SpotLight Dataset

This repository contains the schema and links to the dataset for Anomaly Detection in Open RAN. The data was collected from an Enterprise Grade Indoor 5G Testbed at Microsoft Cambridge using a Capgemini vDU, vCU, and Intel FlexRAN L1.

When using this dataset, please cite our paper using following =bibtex=

@inproceedings{736100ffac29485b9dbfbe01dc7c625d,  
title = "SpotLight: Accurate, explainable and efficient anomaly detection for Open RAN",  
author = "Chuanhao Sun and Ujjwal Pawar and Molham Khoja and Xenofon Foukas and Marina, {Mahesh K.} and Bozidar Radunovic",  
year = "2024",  
month = Nov,  
booktitle = "Proceedings of the 30th Annual International Conference on Mobile Computing and Networking",  
publisher = "ACM",  
note = "The 30th Annual International Conference On Mobile Computing And Networking, MobiCom 2024 ; Conference date: 18-11-2024 Through 22-11-2024",  
url = https://www.sigmobile.org/mobicom/2024/
}

Directory Structure

`schema/`

radio_kpi.md
This file contains the schema for the Radio KPI. It provides a detailed explanation of each KPI, including whether they are derived from other KPIs.
platform_kpi.md
This file contains the schema for the Platform KPI. The schema in this file applies to all RAN and PTP threads.
network_kpi.md
This file contains the schema for the Network KPI. The schema applies to the ports on the switch used by DUs and RUs.

`sample/`

This folder contains:

Sample Radio and Platform KPI files for one anomaly, including the corresponding labels file.
One Raw KPI Sample to illustrate the how raw data collected.

Dataset Info

Download Dataset

We provide the baseline and anomalous datasets with label for anomaly detection.

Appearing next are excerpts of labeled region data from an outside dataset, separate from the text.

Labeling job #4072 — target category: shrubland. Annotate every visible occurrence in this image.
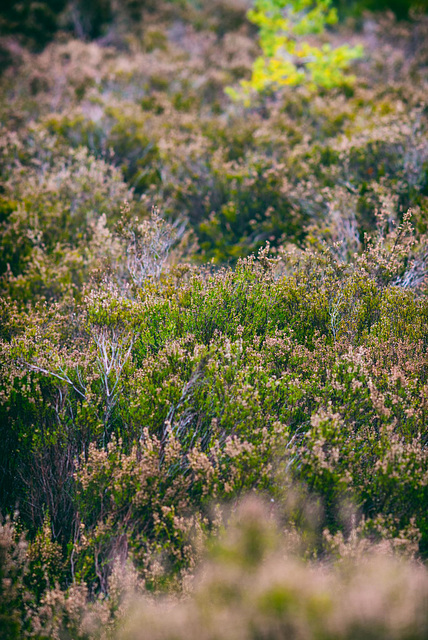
[0,0,428,640]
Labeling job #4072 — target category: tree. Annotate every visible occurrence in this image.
[227,0,363,102]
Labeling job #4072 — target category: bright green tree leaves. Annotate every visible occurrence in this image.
[226,0,362,102]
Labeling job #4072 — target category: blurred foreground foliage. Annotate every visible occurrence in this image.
[0,0,428,640]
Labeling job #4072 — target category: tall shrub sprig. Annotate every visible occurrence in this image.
[227,0,362,102]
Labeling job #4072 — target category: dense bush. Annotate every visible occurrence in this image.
[0,0,428,640]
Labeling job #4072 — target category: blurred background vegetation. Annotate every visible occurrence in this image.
[0,0,428,640]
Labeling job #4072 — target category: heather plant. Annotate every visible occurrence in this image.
[228,0,363,103]
[0,0,428,640]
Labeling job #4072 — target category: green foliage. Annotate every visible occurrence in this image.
[227,0,363,104]
[0,0,428,640]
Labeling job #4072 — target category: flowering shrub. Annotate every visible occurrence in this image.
[0,0,428,640]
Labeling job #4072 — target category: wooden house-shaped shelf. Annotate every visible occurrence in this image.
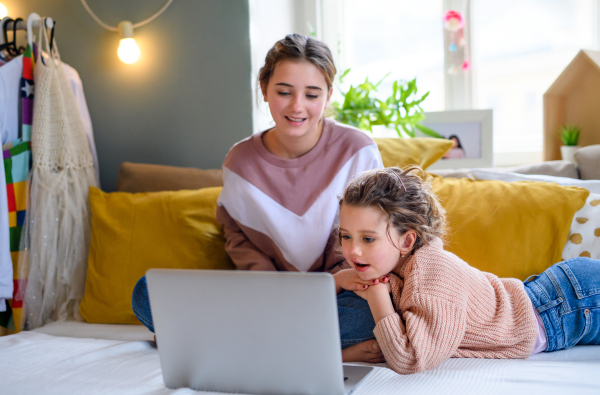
[544,50,600,160]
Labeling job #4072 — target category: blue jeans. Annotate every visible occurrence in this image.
[524,258,600,351]
[131,276,375,348]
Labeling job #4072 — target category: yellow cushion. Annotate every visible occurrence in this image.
[374,137,452,170]
[80,187,234,324]
[433,177,589,280]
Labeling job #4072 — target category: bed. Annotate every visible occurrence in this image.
[0,322,600,395]
[0,158,600,395]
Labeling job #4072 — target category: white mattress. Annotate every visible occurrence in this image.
[0,323,600,395]
[32,321,154,341]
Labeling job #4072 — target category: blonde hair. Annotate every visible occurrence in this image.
[258,34,337,90]
[339,165,446,250]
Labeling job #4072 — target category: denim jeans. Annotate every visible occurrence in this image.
[524,258,600,351]
[131,276,375,348]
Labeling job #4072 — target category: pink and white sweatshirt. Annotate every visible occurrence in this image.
[217,119,383,272]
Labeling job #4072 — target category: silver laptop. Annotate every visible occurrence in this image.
[146,269,373,394]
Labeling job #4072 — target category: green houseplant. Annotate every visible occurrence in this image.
[332,69,443,138]
[558,123,581,163]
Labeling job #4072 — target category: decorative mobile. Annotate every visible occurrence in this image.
[444,10,471,75]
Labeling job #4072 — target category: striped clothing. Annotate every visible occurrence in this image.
[217,120,383,272]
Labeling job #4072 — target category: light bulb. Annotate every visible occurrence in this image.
[117,21,140,64]
[117,37,140,64]
[0,3,8,19]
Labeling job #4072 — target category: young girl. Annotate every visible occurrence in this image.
[132,34,383,362]
[339,166,600,374]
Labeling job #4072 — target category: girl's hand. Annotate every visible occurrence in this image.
[333,269,390,294]
[354,276,392,301]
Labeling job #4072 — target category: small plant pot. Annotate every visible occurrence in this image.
[560,145,580,165]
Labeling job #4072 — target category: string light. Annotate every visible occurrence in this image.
[80,0,173,64]
[117,21,140,64]
[0,3,8,19]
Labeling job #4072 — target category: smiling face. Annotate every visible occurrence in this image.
[340,204,410,280]
[261,60,333,148]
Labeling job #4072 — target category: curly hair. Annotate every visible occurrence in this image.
[339,165,446,250]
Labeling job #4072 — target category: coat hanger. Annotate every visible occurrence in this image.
[0,17,14,55]
[7,18,25,57]
[27,12,41,48]
[0,16,12,44]
[0,18,25,57]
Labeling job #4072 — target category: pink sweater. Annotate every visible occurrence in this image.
[374,239,537,374]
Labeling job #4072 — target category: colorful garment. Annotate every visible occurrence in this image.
[0,45,35,332]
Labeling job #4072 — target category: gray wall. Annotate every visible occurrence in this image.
[9,0,252,191]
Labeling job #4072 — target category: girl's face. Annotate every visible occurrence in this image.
[261,60,333,140]
[340,204,410,280]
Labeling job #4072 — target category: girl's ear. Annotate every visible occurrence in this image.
[400,229,417,252]
[260,82,268,103]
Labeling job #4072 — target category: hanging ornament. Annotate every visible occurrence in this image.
[444,10,465,32]
[443,10,471,75]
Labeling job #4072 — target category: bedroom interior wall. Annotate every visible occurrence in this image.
[9,0,252,191]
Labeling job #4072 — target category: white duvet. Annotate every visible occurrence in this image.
[0,332,600,395]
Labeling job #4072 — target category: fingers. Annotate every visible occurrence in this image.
[351,283,369,291]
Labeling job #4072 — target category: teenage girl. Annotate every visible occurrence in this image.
[339,166,600,374]
[132,34,387,362]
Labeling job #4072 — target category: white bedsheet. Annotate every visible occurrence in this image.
[0,332,600,395]
[32,321,154,342]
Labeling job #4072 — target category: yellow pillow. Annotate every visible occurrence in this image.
[80,187,235,324]
[374,137,452,170]
[433,178,589,280]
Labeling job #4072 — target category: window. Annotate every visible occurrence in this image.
[332,0,600,166]
[471,0,595,162]
[340,0,444,111]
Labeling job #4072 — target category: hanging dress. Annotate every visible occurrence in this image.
[19,24,97,329]
[0,45,35,331]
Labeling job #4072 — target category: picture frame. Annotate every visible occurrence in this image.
[417,110,494,169]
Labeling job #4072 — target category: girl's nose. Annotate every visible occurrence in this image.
[349,243,361,256]
[291,95,302,111]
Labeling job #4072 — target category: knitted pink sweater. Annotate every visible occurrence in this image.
[374,239,537,374]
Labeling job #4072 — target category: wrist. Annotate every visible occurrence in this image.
[367,284,396,324]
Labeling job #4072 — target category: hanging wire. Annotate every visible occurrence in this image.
[81,0,173,32]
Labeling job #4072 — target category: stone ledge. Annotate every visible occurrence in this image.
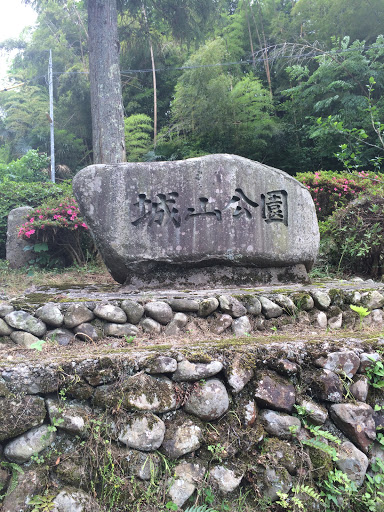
[0,281,384,348]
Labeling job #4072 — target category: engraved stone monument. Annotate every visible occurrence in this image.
[73,154,319,289]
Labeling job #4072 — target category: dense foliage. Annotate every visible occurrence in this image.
[0,181,72,258]
[0,0,384,275]
[320,194,384,278]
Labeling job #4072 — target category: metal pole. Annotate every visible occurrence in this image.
[48,50,56,183]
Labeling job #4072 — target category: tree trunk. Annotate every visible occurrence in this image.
[88,0,126,164]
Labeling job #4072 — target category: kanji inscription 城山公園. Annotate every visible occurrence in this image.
[132,188,288,228]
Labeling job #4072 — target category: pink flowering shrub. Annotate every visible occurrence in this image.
[295,171,374,220]
[18,197,95,266]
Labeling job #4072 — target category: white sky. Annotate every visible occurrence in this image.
[0,0,37,86]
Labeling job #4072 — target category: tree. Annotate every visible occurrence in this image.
[292,0,384,47]
[124,114,153,162]
[88,0,126,164]
[285,36,384,170]
[171,38,277,160]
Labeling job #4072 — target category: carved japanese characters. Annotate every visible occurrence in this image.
[73,155,319,288]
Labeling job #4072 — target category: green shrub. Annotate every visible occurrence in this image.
[295,171,376,220]
[319,193,384,277]
[0,181,72,258]
[0,149,49,182]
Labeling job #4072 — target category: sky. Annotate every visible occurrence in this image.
[0,0,37,86]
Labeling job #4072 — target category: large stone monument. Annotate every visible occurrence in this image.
[73,155,319,289]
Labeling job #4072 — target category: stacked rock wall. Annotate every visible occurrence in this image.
[0,341,384,512]
[0,289,384,512]
[0,289,384,348]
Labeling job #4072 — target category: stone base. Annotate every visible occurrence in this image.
[121,263,309,291]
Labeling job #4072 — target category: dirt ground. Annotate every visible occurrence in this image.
[0,267,384,363]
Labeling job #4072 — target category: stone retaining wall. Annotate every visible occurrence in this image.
[0,341,384,512]
[0,289,384,348]
[0,290,384,512]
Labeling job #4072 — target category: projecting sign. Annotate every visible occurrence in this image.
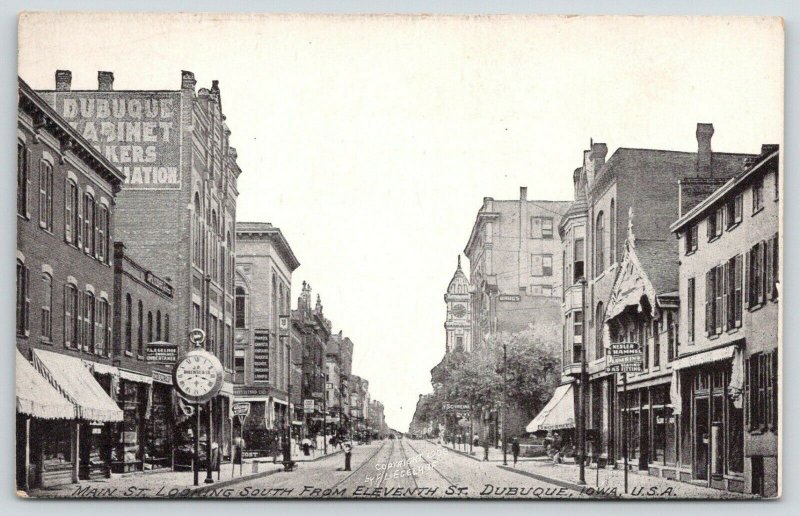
[147,342,178,364]
[606,353,643,373]
[47,91,181,190]
[608,342,640,357]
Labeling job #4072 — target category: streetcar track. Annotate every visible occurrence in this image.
[333,441,394,487]
[408,443,456,486]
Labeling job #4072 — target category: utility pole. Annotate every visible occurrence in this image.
[578,276,587,486]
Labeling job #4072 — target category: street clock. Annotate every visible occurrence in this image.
[172,349,224,403]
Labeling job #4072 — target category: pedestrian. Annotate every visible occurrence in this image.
[344,443,353,471]
[511,437,519,467]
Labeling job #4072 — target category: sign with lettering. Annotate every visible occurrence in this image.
[253,328,269,382]
[147,342,178,362]
[606,353,643,373]
[46,91,182,190]
[608,342,641,357]
[144,271,173,297]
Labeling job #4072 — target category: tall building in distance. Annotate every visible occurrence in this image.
[464,187,570,349]
[41,70,241,454]
[444,255,472,353]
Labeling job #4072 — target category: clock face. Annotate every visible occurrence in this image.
[173,351,223,402]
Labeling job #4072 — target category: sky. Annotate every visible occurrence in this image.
[19,13,784,430]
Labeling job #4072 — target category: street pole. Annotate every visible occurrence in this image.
[622,373,628,494]
[192,403,200,486]
[503,340,508,466]
[578,277,587,486]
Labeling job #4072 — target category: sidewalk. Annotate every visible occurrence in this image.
[500,461,754,500]
[23,447,341,498]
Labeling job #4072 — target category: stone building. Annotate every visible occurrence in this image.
[16,79,124,489]
[238,222,300,449]
[41,70,241,460]
[671,145,781,496]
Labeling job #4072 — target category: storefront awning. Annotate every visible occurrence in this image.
[16,350,75,419]
[525,383,575,432]
[33,349,122,422]
[672,343,736,369]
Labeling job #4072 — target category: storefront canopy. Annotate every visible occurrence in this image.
[525,383,575,432]
[16,350,75,419]
[33,349,122,422]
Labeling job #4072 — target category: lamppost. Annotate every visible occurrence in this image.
[503,339,508,466]
[578,276,587,486]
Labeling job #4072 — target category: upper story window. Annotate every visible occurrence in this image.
[531,254,553,276]
[725,194,743,229]
[594,211,606,276]
[684,224,697,254]
[706,207,724,242]
[753,178,764,214]
[17,142,31,218]
[39,160,53,231]
[234,285,247,328]
[531,217,553,238]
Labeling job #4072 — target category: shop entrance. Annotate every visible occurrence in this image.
[694,396,711,480]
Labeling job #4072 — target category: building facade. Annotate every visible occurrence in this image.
[672,145,781,497]
[444,255,472,353]
[238,222,300,456]
[16,79,124,489]
[41,70,241,460]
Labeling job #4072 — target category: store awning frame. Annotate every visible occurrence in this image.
[15,350,76,419]
[33,349,123,423]
[525,383,575,432]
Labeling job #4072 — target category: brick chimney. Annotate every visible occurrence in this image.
[97,72,114,91]
[695,123,714,177]
[181,70,197,91]
[56,70,72,91]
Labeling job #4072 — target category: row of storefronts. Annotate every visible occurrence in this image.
[527,124,781,497]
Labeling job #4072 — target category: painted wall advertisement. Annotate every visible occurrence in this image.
[52,91,181,190]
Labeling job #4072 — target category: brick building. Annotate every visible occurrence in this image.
[40,70,241,460]
[672,145,781,497]
[111,242,176,473]
[234,222,300,450]
[292,281,331,436]
[16,79,123,489]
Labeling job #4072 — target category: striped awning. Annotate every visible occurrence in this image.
[33,349,122,422]
[16,350,75,419]
[525,383,575,432]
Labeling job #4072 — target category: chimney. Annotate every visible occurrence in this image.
[695,124,714,177]
[97,72,114,91]
[181,70,197,91]
[56,70,72,91]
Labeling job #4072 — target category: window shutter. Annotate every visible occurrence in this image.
[714,265,725,334]
[733,254,742,328]
[706,269,714,337]
[25,147,33,219]
[25,267,31,335]
[74,186,83,250]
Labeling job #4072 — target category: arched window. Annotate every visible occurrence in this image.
[234,285,247,328]
[594,211,606,276]
[136,301,144,355]
[125,294,133,351]
[594,301,606,358]
[42,273,53,341]
[608,199,617,265]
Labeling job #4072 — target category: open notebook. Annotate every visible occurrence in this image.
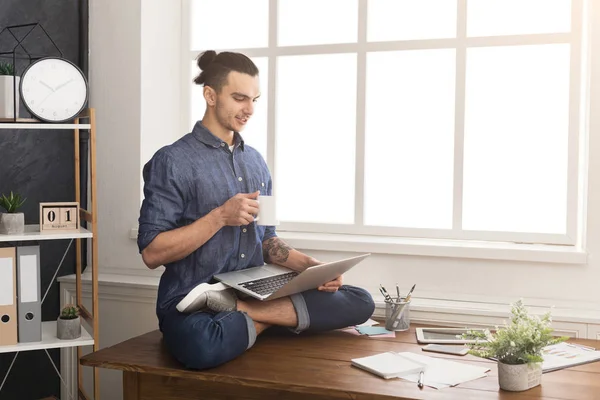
[352,351,425,379]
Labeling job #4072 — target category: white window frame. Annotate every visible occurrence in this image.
[181,0,590,246]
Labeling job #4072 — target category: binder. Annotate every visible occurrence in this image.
[0,247,17,346]
[17,246,42,343]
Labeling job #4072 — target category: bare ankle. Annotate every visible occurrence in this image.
[253,321,271,335]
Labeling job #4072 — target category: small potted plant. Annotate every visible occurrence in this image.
[0,191,27,235]
[463,300,567,391]
[0,62,21,118]
[56,304,81,340]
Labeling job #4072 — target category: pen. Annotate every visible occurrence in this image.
[404,283,417,301]
[379,285,392,301]
[379,287,387,301]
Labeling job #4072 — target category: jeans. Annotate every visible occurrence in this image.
[161,285,375,369]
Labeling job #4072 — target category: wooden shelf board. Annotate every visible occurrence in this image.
[0,224,93,242]
[0,321,94,353]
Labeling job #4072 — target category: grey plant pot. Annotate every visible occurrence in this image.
[56,317,81,340]
[0,213,25,235]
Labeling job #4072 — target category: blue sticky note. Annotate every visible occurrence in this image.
[356,326,394,336]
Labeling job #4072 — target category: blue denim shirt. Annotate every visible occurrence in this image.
[138,121,276,321]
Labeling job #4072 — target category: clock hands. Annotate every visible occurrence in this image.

This data was collected under the following traffic scenarios:

1 UE and 5 UEs generating TCP, UDP, video, file download, ping, and HTTP traffic.
7 UEs performing ping traffic.

We created anomalies in the following components:

Platform Anomalies targeting the PDCP layer and MAC scheduler.
Network Anomalies targeting the FH link.
Radio Anomalies targeting the PHY layer.
Mixed Anomalies Any possible combination of above anomalies.

Anomaly Creation

Methodology:

Artificial anomalies are created by mimicking real-world anomaly scenarios. These scenarios include:

CPU Contention:
CPU contention occurs when multiple processes or applications compete for the same CPU resources, leading to performance degradation. This can be triggered in two ways:
- External Process: External processes running on the system can cause CPU contention.
- Misplacement of RAN Threads: The placement of RAN threads on CPU cores where they should not run can also lead to contention.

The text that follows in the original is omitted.